Lucy-the-fossil played an important role in unlocking our understanding humanity’s origins. Lucy-the-spacecraft will do the same for understanding the solar system’s origins. Donald Johanson was the paleoanthropologist who discovered the original Lucy.
52246 Donaldjohanson isn’t very big. When pressed, Levison guesses it might be about five kilometres in diameter. “Plus or minus five kilometres,” he adds.
More interestingly, it is a remnant of a collisional break-up that occurred only 100 million to 150 million years ago. Not that the asteroid’s rock is that young, but until the collision exposed it, it was tucked inside a larger body, away from the eroding effects of space weather.
As a result, its surface is extremely young, offering a glimpse not only into the heart of an ancient asteroid, but at material which has passed through billions of years unaltered.
Out in the Trojans proper, Lucy will encounter larger bodies, ranging from 20 to 100 kilometres in diameter. Two, Levison says, would be “worthy targets even if they weren’t Trojans”.
One of these is 3548 Eurybates. Like 52246 Donaldjohanson, it appears to be part of a “collisional family”, meaning that it too is the result of a break-up, albeit not as recently.

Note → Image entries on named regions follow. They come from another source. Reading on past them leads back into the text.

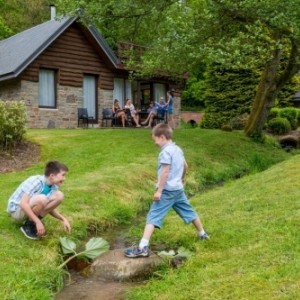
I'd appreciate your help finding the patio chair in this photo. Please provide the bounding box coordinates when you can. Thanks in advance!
[102,108,119,127]
[153,109,168,125]
[77,107,94,128]
[125,108,134,126]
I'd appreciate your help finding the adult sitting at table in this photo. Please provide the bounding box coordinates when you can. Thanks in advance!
[112,99,126,127]
[141,97,166,128]
[125,99,141,127]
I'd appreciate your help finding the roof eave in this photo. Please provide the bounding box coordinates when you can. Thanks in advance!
[5,17,77,81]
[88,23,119,69]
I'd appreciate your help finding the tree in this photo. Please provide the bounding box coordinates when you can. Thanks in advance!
[59,0,300,136]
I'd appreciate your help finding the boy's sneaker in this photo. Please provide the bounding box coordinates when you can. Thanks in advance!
[124,246,150,258]
[38,216,48,237]
[20,220,38,240]
[198,232,209,240]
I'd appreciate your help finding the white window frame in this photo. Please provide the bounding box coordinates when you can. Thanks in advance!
[38,69,56,108]
[113,77,132,107]
[82,74,97,119]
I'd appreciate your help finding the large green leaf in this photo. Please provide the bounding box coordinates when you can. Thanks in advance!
[82,238,109,259]
[59,237,76,254]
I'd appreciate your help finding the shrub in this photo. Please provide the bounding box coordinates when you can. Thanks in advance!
[279,107,298,129]
[0,100,26,150]
[268,107,280,121]
[267,118,291,135]
[230,113,249,130]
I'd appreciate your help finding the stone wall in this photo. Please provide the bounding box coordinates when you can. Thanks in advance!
[0,80,182,128]
[0,80,113,128]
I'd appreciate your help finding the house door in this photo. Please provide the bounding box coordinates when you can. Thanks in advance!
[83,75,97,120]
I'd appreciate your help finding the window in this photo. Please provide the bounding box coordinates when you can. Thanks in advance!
[39,69,56,108]
[113,78,132,106]
[83,75,97,119]
[154,83,167,102]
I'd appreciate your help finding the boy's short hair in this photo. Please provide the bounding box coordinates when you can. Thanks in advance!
[44,160,69,177]
[152,123,173,140]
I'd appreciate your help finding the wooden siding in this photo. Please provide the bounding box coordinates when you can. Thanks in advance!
[20,24,114,90]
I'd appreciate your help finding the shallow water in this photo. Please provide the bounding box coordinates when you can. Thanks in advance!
[55,216,146,300]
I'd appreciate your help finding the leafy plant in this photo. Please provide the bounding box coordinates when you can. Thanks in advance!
[58,237,109,269]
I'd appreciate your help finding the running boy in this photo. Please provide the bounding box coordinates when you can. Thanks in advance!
[124,123,209,257]
[7,161,71,240]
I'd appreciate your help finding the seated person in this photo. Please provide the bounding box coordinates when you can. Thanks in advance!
[125,99,141,127]
[141,97,166,128]
[112,99,126,127]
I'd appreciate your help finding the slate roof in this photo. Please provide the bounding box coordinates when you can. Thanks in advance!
[0,17,118,81]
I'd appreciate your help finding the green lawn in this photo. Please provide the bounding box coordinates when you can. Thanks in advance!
[0,129,300,300]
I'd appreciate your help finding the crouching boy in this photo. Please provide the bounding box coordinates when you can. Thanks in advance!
[7,161,71,240]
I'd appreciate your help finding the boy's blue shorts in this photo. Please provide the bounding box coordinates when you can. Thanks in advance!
[147,190,198,228]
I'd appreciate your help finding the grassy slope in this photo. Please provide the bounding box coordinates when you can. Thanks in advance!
[128,155,300,300]
[0,129,299,300]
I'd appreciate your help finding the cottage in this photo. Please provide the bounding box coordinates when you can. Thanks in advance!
[0,12,180,128]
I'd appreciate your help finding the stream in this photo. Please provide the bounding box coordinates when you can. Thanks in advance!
[54,215,147,300]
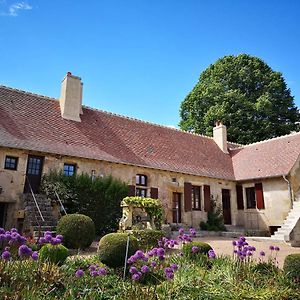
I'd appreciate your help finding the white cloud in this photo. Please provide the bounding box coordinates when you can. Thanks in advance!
[0,1,32,17]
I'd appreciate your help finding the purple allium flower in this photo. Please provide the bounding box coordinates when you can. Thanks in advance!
[131,272,142,281]
[141,265,150,273]
[208,249,216,259]
[31,251,39,261]
[98,268,107,276]
[150,261,157,268]
[1,251,10,260]
[178,228,184,235]
[192,246,200,253]
[75,269,84,278]
[129,267,138,274]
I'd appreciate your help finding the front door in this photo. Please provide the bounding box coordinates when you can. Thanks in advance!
[222,189,231,224]
[173,193,181,223]
[24,155,44,193]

“It is the largest remnant of an asteroid family — the only major collisional asteroid family in the Trojans,” Levison explains.
“We’ve never seen an object like that. It’s going to teach us how collisions work, particularly on primitive bodies.”

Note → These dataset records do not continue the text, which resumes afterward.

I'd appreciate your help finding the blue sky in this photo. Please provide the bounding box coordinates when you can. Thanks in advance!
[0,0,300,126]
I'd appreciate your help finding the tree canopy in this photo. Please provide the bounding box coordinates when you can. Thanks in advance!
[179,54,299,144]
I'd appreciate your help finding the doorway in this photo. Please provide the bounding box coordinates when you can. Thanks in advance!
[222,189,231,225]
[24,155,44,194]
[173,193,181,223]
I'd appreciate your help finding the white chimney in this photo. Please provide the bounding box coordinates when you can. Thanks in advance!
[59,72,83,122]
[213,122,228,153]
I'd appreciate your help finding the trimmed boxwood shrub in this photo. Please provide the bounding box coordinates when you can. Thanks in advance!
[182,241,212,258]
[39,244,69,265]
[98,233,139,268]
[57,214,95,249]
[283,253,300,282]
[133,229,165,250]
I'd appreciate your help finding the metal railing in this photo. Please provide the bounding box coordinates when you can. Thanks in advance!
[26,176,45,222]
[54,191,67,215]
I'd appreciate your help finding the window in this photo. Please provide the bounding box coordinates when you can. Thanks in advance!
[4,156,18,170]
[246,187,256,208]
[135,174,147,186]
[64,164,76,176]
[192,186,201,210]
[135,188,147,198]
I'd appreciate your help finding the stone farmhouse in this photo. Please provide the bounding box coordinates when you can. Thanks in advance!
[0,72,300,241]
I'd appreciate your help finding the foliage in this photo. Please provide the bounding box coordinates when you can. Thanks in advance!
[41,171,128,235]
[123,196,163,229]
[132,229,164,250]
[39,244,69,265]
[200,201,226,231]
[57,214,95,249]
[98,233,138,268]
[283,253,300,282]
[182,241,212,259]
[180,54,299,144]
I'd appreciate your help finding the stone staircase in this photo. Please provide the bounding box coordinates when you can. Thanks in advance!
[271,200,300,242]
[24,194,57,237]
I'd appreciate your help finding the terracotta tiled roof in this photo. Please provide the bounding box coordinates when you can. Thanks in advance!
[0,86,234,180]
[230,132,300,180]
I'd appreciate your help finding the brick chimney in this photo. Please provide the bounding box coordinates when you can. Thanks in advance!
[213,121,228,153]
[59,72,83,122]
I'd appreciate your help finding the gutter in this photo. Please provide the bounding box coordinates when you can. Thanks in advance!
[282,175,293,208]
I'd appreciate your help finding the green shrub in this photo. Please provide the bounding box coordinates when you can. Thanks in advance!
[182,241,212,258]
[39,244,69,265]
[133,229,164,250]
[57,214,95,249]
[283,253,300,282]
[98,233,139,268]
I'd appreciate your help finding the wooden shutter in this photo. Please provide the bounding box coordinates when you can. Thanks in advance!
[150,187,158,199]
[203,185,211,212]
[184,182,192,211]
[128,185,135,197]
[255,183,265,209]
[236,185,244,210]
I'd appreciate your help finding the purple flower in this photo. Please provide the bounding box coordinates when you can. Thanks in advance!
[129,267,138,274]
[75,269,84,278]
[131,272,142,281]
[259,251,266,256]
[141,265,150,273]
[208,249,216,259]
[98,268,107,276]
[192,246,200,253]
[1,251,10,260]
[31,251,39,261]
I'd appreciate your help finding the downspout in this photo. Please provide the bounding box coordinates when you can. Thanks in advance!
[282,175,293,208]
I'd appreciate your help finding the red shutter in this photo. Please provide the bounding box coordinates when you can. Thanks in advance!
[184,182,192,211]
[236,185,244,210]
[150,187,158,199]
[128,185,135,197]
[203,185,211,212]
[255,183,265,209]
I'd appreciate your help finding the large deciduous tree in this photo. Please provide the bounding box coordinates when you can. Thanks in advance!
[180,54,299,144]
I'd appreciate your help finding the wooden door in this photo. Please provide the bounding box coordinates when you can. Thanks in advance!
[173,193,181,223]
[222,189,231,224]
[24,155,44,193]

2930 Euripides is also interesting, he says, because its colour is different from most of the other Trojan asteroids.
The third such asteroid, which won’t be visited until Lucy’s second Trojan pass-through, in 2033, is 617 Patroclus/Menoetious. This one is interesting because it’s a binary, with each of its two components very close in size.
That close to the sun, such equal-size binaries are rare, but further out, beyond Pluto, they comprise about 40% of the known objects.
“One of the main explanations is that when the first macroscopic objects in the solar system formed, they formed as binaries,” Levison says.
Close in, such objects would have had a high chance of being ripped apart by gravitational encounters with planets. 617 Patroclus/Menoetious, Levison speculates, might be a primordial pair that just happened to survive.
Humberto Campins, a planetary scientist from the University of Central Florida, US, who is not part of the Lucy team, agrees that going to the Trojans is a good way to peer back to the early solar system.
The findings from the mission, he says, can also be compared to those from OSIRIS-REx, the mission that will be rendezvousing with a near-earth asteroid 101955 Bennu shortly after Christmas and returning a sample to Earth in 2023.
It might even turn out that Bennu is related to the Trojans, he says, in the sense that it too might prove to be a primitive asteroid injected into the inner asteroid belt long ago by the migration of the giant planets.